Shakespeare’s grave reads:
- GOOD FRIEND FOR JESUS SAKE FOREBEAR,
- TO DIGG THE DVST ENCLOSED HERE.
- BLESTE BE YE MAN YT SPARES THESE STONES,
- AND CURSED BE HE YT MOVES MY BONES.
It’s thought to be a warning to anyone who’d wish to removal Shakespeare’s body to Westminster Abbey or the exhumation of his body for examination. It seems he really wanted to stay home in Stratford Upon Avon!
Aside from the Shakespearian side of the church, I found it’s misericord carvings most entertaining. While the stained glass is beautiful, it’s not what I remember most from the church. I remember these carvings above all else. They are supposed to be scenes depicting ‘morals’.
The second image is a woman who talked too much (per her husband) and got punished for it.

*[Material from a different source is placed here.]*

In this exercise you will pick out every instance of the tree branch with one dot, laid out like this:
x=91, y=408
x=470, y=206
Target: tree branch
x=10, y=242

Misericords were created in a world where the majority of people were unable to read or write.
“The carvings are a mixture of bawdy and satirical with a theatrical, almost carnival-like element, but with an underlying sacred meaning. They are a stark reminder that the devil is everywhere in everyday life and is poised to drag souls to hell.”
My Review of the Stratford Town Walk
If you couldn’t already tell, I enjoyed the Stratford Town Walk. It’s a wonderful tour whether you have a few days in Stratford-Upon-Avon or just one day like I did. Not only affordable, but the guides are full of fascinating facts! It’s also easily walkable, with no hills or steep terrain so great for those with difficulties. I highly recommend it on your next trip!